Harindra J Dave (19 September 1930 – 29 March 1995) was a Gujarati  poet, journalist, playwright and novelist of the post-independence Gujarati literature.

Life
He was born on 19 September 1930 in Khambhra village in Kachchh District, Gujarat, India (then Cutch State). He was educated at the Samaldas College,  Bhavnagar and later University of Bombay.

Career
He authored more than fifty works, including poems, essays, drama and fiction.

Aganpankhi (1962), Madhav Kyayn Nathi (1970), Krishna ane Manav Sambandho (1982), Mukhvato, Anagat, Hayati (1978), Sang-Asang, Lohi no Rang Lal (1981), Gandhi Ni Kavad (1984) are some of his works.
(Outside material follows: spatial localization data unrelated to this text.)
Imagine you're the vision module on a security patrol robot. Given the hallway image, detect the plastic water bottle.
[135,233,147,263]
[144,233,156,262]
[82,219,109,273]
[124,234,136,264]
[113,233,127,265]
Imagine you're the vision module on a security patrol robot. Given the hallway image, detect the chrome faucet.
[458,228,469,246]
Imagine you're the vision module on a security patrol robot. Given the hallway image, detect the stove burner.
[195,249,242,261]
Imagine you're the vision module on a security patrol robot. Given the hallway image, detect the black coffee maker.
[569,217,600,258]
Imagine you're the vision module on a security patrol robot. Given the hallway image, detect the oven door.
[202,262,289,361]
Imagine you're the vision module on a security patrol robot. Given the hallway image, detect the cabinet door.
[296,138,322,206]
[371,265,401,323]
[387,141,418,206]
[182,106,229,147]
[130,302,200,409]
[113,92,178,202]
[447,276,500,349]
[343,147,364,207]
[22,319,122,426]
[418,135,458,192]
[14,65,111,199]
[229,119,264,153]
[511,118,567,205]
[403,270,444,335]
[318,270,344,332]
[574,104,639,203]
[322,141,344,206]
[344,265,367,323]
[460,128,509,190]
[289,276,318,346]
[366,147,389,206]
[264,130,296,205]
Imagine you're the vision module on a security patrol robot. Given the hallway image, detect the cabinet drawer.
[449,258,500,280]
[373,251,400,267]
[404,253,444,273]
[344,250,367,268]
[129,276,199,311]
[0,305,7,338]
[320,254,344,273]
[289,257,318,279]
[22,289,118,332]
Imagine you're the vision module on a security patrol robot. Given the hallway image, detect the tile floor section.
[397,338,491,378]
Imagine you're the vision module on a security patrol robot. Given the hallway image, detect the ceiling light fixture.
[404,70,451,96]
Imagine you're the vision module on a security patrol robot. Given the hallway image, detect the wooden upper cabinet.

His work Krishna ane Manav Sambandho  (1982) is a monumental research work on Krishna theme. His novel Madhav Kyany Nathi was translated into Hindi by Bhanushankar Mehta as Madhav Kahin Nahin Hain in 1995.

Journalism

He was a journalist by profession

He worked as a journalist with Janashakti, a Gujarati daily from 1951 to 1962. He joined Bhavan's as an editor of Samarpan, Gujarati monthly digest. In 1968, he joined USIS and continued till 1973.

In 1973, he joined Janashakti as an editor. His writing during the Emergency was notable. After Janashakti, he joined Janmabhoomi Group of Newspapers as an Editor in Chief for 'Janmabhoomi', an evening daily and 'Pravasi', a morning daily and 'Janambhoomi-Pravasi, a weekly.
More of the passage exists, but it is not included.